To prevent unintentional abuse of the service and help to provide fair access to our limited resources to all users, the queries are rate limited.

Users should be aware of the low availability of the service.

Queries are cached for a limited period of time (currently 5 minutes) to help absorb high spikes in traffic. As HTTP does not provide meaningful ways to negotiate cache duration, clients that might benefit from longer caching time or clients that don’t require up to date data should implement a caching mechanism on the client side.

Constraints on using WDQS/WCQS as part of the Wikimedia Foundation use cases

This section describes the constraints in using WDQS/WCQS as part of the Wikimedia Foundation offering, they apply to integration to both the public and internal endpoints. The constraints below are put in place to protect the user experience and the overall stability of the Wikimedia ecosystem. The same constraints make sense for use cases external to the Wikimedia Foundation, but it is left to the reuser to decide what makes or does not make sense in their specific context.

Query constraints on internal WDQS endpoint

The internal WDQS cluster should only be used for queries that have a known and low complexity. This helps ensure that response times have less variability and that load on the cluster is more predictable. User supplied query should never be run against that cluster. Queries constructed from user input are allowed if the user input does not have a major impact on the complexity of the query.

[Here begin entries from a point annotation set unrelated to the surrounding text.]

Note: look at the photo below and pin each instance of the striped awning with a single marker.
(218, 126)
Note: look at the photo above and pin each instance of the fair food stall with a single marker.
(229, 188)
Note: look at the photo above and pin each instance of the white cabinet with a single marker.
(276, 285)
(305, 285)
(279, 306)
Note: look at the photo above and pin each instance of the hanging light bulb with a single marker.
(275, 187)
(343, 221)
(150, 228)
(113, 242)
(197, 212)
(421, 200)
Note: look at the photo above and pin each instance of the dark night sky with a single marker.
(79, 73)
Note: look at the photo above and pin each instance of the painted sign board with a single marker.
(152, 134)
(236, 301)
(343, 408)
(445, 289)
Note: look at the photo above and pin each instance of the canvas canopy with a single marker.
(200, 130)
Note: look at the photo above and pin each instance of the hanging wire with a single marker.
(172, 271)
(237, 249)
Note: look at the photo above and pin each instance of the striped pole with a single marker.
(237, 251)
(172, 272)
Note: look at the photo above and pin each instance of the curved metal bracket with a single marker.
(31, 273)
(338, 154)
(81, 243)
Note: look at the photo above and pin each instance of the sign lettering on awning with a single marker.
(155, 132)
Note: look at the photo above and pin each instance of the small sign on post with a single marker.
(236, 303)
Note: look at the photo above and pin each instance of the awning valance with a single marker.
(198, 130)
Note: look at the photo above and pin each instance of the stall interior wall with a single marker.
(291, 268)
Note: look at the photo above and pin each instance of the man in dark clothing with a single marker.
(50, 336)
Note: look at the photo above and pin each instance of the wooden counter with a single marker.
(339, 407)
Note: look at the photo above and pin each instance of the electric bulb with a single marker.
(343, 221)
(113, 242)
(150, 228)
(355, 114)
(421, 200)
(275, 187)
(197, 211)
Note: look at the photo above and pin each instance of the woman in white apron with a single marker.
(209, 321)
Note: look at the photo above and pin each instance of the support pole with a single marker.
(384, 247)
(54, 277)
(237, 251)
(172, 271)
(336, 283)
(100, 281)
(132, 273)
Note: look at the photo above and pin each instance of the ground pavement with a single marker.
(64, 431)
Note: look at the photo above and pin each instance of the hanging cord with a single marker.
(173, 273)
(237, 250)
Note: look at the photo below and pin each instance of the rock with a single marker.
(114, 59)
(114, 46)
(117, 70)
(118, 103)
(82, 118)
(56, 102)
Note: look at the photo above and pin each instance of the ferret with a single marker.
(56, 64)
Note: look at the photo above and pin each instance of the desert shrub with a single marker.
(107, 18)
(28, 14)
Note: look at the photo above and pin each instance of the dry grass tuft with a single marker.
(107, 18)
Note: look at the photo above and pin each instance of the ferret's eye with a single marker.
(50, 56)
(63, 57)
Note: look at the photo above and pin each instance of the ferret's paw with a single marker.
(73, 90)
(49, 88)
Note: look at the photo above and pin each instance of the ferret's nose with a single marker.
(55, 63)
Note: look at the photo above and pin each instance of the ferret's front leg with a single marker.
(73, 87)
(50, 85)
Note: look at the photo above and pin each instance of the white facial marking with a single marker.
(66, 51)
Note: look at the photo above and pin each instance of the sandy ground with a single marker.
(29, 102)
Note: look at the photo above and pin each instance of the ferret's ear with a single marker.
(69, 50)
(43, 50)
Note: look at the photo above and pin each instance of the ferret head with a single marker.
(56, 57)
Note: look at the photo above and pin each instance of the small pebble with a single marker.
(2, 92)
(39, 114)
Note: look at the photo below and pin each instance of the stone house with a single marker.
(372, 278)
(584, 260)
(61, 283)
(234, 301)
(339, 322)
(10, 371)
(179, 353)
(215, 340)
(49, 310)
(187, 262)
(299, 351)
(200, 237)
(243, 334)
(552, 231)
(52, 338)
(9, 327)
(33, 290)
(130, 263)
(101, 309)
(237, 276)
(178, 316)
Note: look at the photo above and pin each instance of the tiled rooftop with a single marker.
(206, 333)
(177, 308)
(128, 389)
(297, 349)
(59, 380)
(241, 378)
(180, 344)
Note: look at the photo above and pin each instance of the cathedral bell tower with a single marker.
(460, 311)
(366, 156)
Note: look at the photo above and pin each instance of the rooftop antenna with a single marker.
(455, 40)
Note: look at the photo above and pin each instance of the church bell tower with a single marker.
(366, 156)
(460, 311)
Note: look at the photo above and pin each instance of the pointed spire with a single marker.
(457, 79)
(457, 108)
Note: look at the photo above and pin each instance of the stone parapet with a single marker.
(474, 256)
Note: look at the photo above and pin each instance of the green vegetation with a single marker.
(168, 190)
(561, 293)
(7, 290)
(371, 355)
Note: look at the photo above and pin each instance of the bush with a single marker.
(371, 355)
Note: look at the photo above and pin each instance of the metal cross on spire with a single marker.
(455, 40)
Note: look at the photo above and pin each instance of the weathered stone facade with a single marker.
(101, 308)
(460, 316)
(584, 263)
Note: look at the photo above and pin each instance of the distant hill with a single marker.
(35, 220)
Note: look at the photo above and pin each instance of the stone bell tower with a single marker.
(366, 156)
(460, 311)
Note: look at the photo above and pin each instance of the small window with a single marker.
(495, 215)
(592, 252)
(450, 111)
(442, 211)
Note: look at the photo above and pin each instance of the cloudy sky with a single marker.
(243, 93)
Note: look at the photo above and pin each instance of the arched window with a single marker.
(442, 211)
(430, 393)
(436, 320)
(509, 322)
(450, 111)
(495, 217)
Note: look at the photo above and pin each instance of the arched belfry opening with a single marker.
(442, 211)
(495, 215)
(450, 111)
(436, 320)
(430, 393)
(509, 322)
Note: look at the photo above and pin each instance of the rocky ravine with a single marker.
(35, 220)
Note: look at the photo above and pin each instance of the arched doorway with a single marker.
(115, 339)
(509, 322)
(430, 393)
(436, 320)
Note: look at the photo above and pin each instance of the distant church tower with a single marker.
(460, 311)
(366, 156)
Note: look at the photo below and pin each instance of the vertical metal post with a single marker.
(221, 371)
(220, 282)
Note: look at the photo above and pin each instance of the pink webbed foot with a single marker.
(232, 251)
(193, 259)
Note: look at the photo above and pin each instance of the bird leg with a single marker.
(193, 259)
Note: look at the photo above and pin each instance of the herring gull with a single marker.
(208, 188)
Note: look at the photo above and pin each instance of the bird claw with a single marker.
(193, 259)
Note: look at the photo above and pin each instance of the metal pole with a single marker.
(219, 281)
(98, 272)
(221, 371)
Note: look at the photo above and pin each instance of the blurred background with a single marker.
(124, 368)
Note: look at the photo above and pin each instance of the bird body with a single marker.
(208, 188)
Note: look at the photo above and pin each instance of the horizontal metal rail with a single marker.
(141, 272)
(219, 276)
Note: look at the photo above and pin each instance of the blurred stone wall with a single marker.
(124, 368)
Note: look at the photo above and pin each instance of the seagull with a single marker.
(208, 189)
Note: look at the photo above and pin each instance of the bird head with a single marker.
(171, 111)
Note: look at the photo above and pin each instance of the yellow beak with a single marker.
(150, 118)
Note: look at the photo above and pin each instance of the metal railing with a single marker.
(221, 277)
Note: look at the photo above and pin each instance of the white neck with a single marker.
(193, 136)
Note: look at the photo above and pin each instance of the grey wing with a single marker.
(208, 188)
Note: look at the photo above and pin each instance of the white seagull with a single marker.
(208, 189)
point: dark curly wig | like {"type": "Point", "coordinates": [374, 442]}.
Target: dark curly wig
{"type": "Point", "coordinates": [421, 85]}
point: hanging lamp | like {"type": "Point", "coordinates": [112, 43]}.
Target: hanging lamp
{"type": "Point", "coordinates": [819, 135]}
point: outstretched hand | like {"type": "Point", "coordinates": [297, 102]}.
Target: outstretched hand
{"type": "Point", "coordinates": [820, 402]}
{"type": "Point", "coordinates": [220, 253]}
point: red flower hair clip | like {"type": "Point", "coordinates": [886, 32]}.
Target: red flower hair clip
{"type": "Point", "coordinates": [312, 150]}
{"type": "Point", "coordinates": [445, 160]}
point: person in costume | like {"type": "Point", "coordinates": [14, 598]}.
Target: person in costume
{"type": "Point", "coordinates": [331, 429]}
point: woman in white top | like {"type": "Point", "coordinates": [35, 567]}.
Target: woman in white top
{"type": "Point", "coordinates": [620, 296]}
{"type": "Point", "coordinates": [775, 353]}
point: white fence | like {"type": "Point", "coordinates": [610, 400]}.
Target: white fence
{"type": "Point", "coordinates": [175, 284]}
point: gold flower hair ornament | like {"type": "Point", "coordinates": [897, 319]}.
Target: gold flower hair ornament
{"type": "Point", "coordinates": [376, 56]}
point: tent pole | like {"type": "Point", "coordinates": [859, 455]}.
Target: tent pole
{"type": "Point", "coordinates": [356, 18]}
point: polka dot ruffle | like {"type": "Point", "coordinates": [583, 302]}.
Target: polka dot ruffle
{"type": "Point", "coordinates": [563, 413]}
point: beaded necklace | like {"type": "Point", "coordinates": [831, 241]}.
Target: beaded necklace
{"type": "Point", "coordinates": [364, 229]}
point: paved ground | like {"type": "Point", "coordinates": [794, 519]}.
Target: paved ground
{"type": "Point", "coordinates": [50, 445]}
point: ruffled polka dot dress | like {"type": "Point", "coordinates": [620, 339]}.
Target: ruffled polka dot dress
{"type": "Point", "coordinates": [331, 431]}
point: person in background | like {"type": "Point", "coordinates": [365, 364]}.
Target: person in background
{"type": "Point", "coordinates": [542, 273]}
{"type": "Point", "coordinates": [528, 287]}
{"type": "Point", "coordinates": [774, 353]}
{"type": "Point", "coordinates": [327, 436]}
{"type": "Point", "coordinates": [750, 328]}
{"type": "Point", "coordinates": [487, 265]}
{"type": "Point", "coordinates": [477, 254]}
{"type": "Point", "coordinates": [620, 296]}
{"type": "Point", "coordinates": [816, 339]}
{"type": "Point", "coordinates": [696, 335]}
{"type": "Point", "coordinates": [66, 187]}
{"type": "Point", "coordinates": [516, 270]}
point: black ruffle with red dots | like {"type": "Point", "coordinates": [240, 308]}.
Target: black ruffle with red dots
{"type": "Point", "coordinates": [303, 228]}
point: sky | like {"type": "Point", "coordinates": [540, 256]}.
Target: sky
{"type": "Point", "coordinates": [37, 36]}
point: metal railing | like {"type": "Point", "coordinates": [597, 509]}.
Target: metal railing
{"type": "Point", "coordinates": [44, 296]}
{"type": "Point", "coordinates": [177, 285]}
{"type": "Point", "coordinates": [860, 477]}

Asynchronous operations only

Given their low availability and high variability in response times, WDQS/WCQS should not be used for user synchronous user experiences. In this context, loading additional data from WDQS/WCQS on an HTML page, which is done asynchronously by the browser, is still considered a user synchronous operation: the user will need to wait for WDQS/WCQS to respond before having a complete user experience. Adding a caching layer does not transform a synchronous interaction in an asynchronous operation.

Valid interactions are fully asynchronous, via a batch process to precompute results that are stored before being proposed to users, or via stream processing or post processing hooks with appropriate error management. Clients need to assume that the service will be unavailable, degraded, or slow for extended periods.Failure of processing should not impact the user experience or appropriate retry mechanisms need to be implemented.

Limit impact on other components

Appropriate care must be taken so that WDQS failures do not affect downstream components. For example, if Mediawiki is depending on WDQS, the high variability of response time from WDQS could lead to a starvation of workers on the Mediawiki side. This needs to be mitigated by the use of pool counters, circuit breakers or other similar mechanisms.